On the other hand, if the nonunion employee is laid off due to lack of work caused by the trade dispute, the employee is not subject to disqualification under Section 1262. In the 1953 Chrysler court case, the production workers, members of the union directly involved, took strike action. Nonunion office workers were laid off at a later date due to lack of production. The court held the nonunion employees were eligible since there was no voluntary action to leave on their part.
B. No Union Trade Disputes
Briefly stated, a trade dispute is defined as a controversy over conditions of work between a union or group of workers, acting in concert, and an employer. There is no requirement that a union must be involved in the trade dispute to meet the definition of a trade dispute.
In PB 399, 20 employees, who were not represented by a union, expressed dissatisfaction with overtime and unsafe working conditions to their foreman. Subsequently, the president reprimanded the employees for poor work. On that same day, a Friday, the employees left work without advance notice. No picket line was established. On Monday morning, the striking employees returned to the employer’s premises. At 9:30 a.m., the employees asked to see the president. At this point, the employees were terminated
The employer contended there was no true trade dispute because there was no uniformity of thought amongst the employees as to their reason for leaving work; grievances were not communicated to the employer; and it was essential to examine the merits of the walkout.

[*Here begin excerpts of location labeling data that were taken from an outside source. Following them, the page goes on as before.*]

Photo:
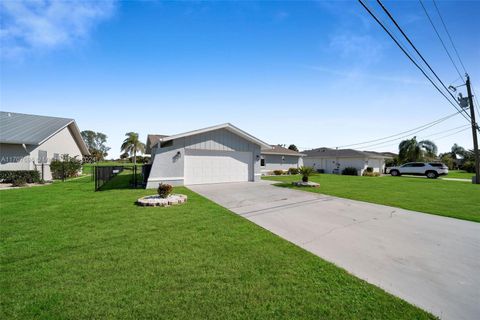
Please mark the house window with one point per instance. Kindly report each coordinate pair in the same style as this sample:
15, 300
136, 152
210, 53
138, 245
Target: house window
165, 144
42, 156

In holding there was a trade dispute within the meaning of Section 1262, the Board cited PB 24:
"The term "trade dispute" is a broad one and may be properly applied to any controversy which is reasonably related to employment and collective bargaining."
The Board cited numerous NLRB cases which have addressed the question of when employees were considered to be engaged in a trade dispute, including the following:
". . .employees have the right to engage in concerted activities for their mutual aid or protection even though no union activity be involved or collective bargaining contemplated (NLRB v. Phoenix Mutual Life Insurance Co.)"
The Board added:
"Spontaneous work stoppages by employees to protest grievances concerning working conditions are protected concerted activities within the scope of the National Labor Relations Act (Elam v. N.L.R.B. (1968), 395 F. 2d 611, 67 LRRM 2625; N.L.R.B. v. Phaostron Inst. & Elect. Co. (1965), 344 F. 2d 855, 59 LRRM 2175). In N.L.R.B. v. Washington Aluminum Co. (1962), 370 US 9, 50 LRRM 2235) the Supreme Court of the United States held that the language of Section 7 of the Act (29 USC Section 157) is broad enough to protect concerted activities whether they take place before, after, or at the same time a demand is made. The U.S. Court of Appeals, Ninth Circuit, in Electrokmec Design Co. v. N.L.R.B. (1969), 70 LRRM 3257) held that employees who fail to present a specific demand at the time they walk out does not have to be the most reasonable choice of action available in order for the employees to be protected under Section 7 of the Act."
The Board, in PB 399, then concluded that the claimant was discharged due to his participation in a trade dispute and that such action did not constitute misconduct under Section 1256.